1. Field of the Invention
The present invention relates to a vibration wave driven motor in which a voltage is applied to an electromechanical energy converting element to generate a travelling vibration wave in a vibration member, thereby causing a relative movement to a member in contact therewith by frictional drive.
2. Related Background Art
A vibration wave motor is composed of a vibration member for generating a travelling vibration wave, and a movable member maintained in friction contact therewith. More specifically, the conventional vibration wave motor, for example of a high output type, is constructed in the following manner. The above-mentioned vibration member for generating the travelling vibration wave is composed of an annular elastic member formed for example of stainless steel, on the rear face of which is adhered a group of thin piezoelectric elements formed in the same annular shape. The front face of the vibration member is formed as a hard sliding face by emission of an ultra hard material consisting of tungsten carbide and cobalt, followed by polishing. On the other hand, the movable member to be contacted with the front face of the vibration member is formed by laminating a slidable member on a metallic annular support member composed for example of an aluminum alloy. The slidable member is formed for example by forming a molded cylinder with a heat resistant resin with a glass transition point at least equal to 100.degree. C., such as polyimide (PI), polyamidimide (PAI), polyetherimide (PEI), polyetheretherketone (PEEK), polyethersulfone (PES), polyarylate (PAR), polysulfone (PSF) or aromatic polyamide (PA) filled with a reinforcing material such as carbon fibers, and cutting the molded cylinder perpendicularly to the axis thereof to obtain an annular disk of a thickness for example of 1 mm. The movable member is formed by adhering the thus obtained slidable member of composite resin of the annular disk shape, with a heat-resistant adhesive, to the above-mentioned support member for example of aluminum alloy.
In the relative movement of the vibration member and movable member, either member theoretically maybe selected as the fixed one, and, in this sense, the above-mentioned movable member indicates a member causing relative movement with respect to the vibration member by frictional drive. However, it is conventionally customary to construct the vibration member as fixed, and, for the purpose of clarity, the member maintained in contact with the vibration member will be hereinafter called the "movable member".
In the conventional vibration wave motor, as explained above, the sliding face of the movable member is formed by a slidable member of composite resin, composed of a thermoplastic resin with the glass transition point at least equal to 100.degree.
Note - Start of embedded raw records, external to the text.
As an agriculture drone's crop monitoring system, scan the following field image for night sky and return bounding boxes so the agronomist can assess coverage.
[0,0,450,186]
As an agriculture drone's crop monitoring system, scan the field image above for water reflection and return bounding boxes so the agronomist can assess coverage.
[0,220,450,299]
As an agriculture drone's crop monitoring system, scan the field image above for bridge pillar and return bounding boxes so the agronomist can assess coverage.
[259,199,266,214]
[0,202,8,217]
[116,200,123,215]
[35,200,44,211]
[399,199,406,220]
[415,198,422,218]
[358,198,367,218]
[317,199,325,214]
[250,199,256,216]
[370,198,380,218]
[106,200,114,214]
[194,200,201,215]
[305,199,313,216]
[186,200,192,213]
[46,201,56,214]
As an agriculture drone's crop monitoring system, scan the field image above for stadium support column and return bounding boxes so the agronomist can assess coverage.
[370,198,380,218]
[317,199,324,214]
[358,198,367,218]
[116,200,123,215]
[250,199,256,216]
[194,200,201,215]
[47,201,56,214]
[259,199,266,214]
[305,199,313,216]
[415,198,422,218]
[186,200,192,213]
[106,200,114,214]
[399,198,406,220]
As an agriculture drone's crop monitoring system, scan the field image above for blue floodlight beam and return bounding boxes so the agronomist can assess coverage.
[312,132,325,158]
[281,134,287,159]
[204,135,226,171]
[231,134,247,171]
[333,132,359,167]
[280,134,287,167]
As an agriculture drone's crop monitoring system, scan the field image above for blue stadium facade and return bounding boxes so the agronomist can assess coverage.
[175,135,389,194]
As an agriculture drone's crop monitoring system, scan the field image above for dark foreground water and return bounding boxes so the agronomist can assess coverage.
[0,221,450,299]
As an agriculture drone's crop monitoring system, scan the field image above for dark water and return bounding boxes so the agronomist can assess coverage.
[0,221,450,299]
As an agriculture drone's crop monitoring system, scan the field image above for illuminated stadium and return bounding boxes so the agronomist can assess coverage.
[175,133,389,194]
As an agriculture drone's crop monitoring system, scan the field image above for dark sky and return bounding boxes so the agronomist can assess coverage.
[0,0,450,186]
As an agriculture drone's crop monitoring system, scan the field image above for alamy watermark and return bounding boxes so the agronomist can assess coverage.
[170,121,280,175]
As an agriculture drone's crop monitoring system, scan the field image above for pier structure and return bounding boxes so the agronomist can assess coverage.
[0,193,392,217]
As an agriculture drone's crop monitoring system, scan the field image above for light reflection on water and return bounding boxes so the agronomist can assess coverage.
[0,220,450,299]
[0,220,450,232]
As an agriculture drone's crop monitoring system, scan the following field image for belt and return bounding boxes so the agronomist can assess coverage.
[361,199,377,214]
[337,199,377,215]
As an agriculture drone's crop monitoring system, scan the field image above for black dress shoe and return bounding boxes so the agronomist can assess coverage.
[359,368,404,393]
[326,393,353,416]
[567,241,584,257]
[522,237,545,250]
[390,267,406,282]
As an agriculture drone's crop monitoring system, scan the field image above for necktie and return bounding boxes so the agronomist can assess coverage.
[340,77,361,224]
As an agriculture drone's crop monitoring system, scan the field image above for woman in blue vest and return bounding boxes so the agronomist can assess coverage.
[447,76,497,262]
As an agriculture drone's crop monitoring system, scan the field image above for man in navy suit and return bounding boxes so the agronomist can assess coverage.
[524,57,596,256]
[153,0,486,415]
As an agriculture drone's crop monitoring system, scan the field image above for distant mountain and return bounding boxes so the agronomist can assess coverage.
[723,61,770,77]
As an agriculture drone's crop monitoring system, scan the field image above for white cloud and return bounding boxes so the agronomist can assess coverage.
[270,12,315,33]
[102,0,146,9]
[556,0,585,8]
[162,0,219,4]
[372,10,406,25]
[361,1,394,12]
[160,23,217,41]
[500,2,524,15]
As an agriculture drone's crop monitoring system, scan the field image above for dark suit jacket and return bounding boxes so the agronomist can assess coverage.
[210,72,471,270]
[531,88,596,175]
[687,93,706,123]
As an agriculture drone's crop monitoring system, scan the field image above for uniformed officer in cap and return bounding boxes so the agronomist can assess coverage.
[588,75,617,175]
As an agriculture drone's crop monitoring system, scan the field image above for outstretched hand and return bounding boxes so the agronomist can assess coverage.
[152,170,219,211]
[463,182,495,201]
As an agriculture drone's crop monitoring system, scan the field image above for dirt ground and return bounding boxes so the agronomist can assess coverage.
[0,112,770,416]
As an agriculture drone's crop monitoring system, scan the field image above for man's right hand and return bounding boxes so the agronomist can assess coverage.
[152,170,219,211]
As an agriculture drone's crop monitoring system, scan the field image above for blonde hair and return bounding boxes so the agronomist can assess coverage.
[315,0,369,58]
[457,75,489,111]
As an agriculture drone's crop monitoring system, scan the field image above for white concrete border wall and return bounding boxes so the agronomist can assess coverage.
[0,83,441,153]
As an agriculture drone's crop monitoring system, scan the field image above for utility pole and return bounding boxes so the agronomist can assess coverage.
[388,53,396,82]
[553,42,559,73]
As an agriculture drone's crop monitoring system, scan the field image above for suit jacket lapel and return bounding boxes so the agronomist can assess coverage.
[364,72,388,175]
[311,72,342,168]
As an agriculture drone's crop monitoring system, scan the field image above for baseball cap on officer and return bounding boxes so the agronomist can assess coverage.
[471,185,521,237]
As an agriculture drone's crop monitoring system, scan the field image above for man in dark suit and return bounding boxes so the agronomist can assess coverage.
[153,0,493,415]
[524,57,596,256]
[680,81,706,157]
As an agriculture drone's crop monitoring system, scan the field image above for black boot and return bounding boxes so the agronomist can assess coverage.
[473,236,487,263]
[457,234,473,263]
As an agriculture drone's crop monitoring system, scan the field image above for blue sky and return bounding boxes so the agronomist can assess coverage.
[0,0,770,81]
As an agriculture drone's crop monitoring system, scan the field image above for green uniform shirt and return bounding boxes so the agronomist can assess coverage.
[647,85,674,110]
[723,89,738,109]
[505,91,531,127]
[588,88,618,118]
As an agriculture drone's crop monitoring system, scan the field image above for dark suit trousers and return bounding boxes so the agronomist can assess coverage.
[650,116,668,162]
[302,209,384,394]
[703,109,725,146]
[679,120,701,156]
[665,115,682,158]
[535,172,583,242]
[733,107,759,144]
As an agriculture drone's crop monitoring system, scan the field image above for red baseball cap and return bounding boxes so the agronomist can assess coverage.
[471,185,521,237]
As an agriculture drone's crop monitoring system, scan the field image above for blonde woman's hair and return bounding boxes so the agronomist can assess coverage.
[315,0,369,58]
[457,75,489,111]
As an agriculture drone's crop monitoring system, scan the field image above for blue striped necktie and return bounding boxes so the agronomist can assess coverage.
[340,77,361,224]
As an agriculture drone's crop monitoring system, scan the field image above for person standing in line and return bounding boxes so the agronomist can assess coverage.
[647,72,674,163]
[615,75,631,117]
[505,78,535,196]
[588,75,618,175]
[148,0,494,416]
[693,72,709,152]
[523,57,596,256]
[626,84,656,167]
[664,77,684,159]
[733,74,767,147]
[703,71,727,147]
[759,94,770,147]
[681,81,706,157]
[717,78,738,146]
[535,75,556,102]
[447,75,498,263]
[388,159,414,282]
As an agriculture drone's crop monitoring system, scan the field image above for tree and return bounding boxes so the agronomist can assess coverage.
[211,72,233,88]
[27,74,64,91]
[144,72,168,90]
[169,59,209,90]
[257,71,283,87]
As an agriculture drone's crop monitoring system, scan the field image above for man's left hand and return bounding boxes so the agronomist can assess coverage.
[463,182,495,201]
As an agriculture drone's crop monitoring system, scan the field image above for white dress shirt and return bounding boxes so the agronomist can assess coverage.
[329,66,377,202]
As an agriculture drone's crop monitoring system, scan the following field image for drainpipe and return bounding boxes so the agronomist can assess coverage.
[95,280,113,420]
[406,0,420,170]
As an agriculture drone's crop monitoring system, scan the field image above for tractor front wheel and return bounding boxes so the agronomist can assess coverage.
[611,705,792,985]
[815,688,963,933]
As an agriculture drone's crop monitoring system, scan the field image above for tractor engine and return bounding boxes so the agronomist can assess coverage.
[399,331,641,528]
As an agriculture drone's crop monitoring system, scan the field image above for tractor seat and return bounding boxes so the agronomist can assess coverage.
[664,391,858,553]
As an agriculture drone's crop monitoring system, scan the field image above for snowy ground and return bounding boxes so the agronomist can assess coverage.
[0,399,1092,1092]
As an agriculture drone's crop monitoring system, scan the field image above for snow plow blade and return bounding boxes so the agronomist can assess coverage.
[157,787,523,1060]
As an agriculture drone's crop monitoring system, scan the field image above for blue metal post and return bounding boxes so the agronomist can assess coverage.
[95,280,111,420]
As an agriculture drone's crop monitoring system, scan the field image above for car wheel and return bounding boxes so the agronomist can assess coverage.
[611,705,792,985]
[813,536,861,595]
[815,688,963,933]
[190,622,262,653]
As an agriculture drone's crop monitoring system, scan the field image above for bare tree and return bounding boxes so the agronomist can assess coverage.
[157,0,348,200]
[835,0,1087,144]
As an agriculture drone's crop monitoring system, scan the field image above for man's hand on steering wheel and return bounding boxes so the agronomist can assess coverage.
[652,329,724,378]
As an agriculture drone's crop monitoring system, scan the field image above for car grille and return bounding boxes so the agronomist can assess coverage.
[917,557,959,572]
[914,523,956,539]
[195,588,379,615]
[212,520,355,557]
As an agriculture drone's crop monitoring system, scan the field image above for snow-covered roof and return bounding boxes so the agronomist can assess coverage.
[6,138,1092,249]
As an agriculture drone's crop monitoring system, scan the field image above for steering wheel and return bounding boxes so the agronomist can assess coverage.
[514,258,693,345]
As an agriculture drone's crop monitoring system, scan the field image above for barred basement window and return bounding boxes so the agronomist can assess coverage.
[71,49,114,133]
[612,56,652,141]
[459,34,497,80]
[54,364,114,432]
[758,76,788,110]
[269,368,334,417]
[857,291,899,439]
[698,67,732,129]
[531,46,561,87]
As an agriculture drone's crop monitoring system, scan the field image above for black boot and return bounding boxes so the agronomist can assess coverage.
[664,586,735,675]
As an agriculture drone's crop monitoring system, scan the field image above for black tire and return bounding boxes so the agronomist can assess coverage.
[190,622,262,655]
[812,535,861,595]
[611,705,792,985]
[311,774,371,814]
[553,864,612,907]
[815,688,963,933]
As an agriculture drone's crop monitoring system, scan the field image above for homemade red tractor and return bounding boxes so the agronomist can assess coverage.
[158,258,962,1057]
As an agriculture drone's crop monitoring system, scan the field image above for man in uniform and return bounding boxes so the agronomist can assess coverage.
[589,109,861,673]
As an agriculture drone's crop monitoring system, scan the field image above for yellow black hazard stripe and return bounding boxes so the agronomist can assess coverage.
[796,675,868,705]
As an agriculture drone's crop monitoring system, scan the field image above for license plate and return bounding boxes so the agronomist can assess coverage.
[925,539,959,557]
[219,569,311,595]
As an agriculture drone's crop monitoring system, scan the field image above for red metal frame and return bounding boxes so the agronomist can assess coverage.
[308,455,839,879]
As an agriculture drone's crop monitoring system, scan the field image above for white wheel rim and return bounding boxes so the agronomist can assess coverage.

C. as the matrix and reinforced by fiber filling. Such heat-resistant resin has little temperature dependence of the physical properties. Therefore, it is free from loss of torque resulting from the softening of resin and is capable of stabilizing the performance of the motor even at an elevated temperature encountered in the course of motor operation.
Also the addition of a reinforcing filler such as carbon fibers to said thermoplastic resin is, firstly, to constantly stabilize the state of the sliding face of the movable member against the ultra-hard sliding face, consisting of tungsten carbide and cobalt, of the vibration member and to ensure a sufficient abrasion resistance for a prolonged operation with a large load torque, and, secondly, to improve the performance of the vibration wave motor such as the output thereof by increasing the physical properties such as elastic modulus or thermal conductivity of the movable member.
As explained in the foregoing, the conventional vibration wave motor, in which the sliding face of the movable member is formed by a slidable member of reinforced composite resin composed of a heat-resistant thermoplastic resin with the glass transition point at least equal to 100.degree. C. and reinforced with a filler such as carbon fibers, shows a high abrasion resistance of the movable member even in a prolonged frictional drive by the ultra-hard vibration member, and also shows high motor performances such as output and efficiency.
However, such conventional vibration wave motor has been associated with a fluctuation in torque, exceeding 5% of the rated torque when continuously driven under rated conditions, and an improvement in the stability of torque is desirable.
According to the investigations by the present inventors, said fluctuation in torque is attributable to the local unevenness in distribution of the reinforcing fibers added in the slidable member and the unevenness in orientation of said fibers.
Also such conventional vibration wave motor has been associated with an undulation in torque, with the temperature increase in the faces in frictional contact, when continuous drive is started with rated conditions such as 4 kg.cm, 100 rpm.
Furthermore such motor has been associated with so-called "squeaking" resulting from sliding friction in operation without load or with a low load torque, though this drawback is not encountered when the load torque is large.
In addition to the above-mentioned drawbacks related to the characteristics of the vibration wave motor, the cost of the movable member is difficult to reduce because the slidable member is cut out from a molded cylinder. More specifically, the preparation of the movable member requires a series of steps, such as polishing the thus cut-out sliding member and the adhesion face of the support member to a suitable coarseness, then fixing the members by exposing them in a mutually contacted state with heat-resistant adhesive therebetween in an electric furnace for example of 60.degree. C. for several hours, correcting the dimensions by grinding the external and internal walls, and effecting a final finishing of the sliding face by polishing.